CFA
- Full name: Clube de Futebol da Amazônia
- Founded: 17 January 2001; 24 years ago
- Dissolved: 2008; 17 years ago
- Ground: Estádio Aluízio Ferreira, Porto Velho, Rondônia state, Brazil
- Capacity: 7,000
| Home colours | Away colours |

= Clube de Futebol da Amazônia =

Brazilian football club

Clube de Futebol da Amazônia, commonly known as CFA, was a Brazilian football club based in Porto Velho, Rondônia state. They competed in the Série C and in the Copa do Brasil once.

==History==
The club was founded on January 17, 2001. CFA won the Campeonato Rondoniense in 2002, and the Torneio de Integração da Amazônia in 2003. The club competed in the Copa do Brasil in 2003, when they were eliminated in the Second Round by Bahia, after defeating Rio Branco-AC in the First Round.

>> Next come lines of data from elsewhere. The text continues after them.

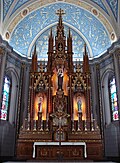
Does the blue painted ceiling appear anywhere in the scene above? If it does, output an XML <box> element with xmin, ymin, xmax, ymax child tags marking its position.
<box><xmin>1</xmin><ymin>0</ymin><xmax>118</xmax><ymax>60</ymax></box>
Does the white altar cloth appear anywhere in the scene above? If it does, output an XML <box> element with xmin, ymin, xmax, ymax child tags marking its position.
<box><xmin>33</xmin><ymin>142</ymin><xmax>87</xmax><ymax>158</ymax></box>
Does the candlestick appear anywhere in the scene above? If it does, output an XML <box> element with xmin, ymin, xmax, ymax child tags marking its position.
<box><xmin>84</xmin><ymin>119</ymin><xmax>87</xmax><ymax>131</ymax></box>
<box><xmin>40</xmin><ymin>120</ymin><xmax>43</xmax><ymax>131</ymax></box>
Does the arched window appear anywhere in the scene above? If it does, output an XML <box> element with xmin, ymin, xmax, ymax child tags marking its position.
<box><xmin>109</xmin><ymin>77</ymin><xmax>119</xmax><ymax>121</ymax></box>
<box><xmin>0</xmin><ymin>76</ymin><xmax>11</xmax><ymax>120</ymax></box>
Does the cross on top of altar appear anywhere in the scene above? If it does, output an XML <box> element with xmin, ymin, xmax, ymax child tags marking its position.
<box><xmin>56</xmin><ymin>8</ymin><xmax>65</xmax><ymax>16</ymax></box>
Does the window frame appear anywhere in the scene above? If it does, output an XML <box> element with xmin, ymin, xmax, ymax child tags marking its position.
<box><xmin>108</xmin><ymin>76</ymin><xmax>119</xmax><ymax>122</ymax></box>
<box><xmin>0</xmin><ymin>75</ymin><xmax>12</xmax><ymax>121</ymax></box>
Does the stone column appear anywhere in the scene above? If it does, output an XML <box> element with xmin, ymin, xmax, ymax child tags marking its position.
<box><xmin>113</xmin><ymin>49</ymin><xmax>120</xmax><ymax>116</ymax></box>
<box><xmin>0</xmin><ymin>47</ymin><xmax>7</xmax><ymax>104</ymax></box>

They competed in the Série C in 2003, when they were eliminated in the First Stage of the competition.

==Honours==
===Regional===
- Torneio de Integração da Amazônia
  - Winners (1): 2003

===State===
- Campeonato Rondoniense
  - Winners (1): 2002

==Stadium==

Clube de Futebol da Amazônia played their home games at Estádio Aluízio Ferreira. The stadium has a maximum capacity of 7,000 people.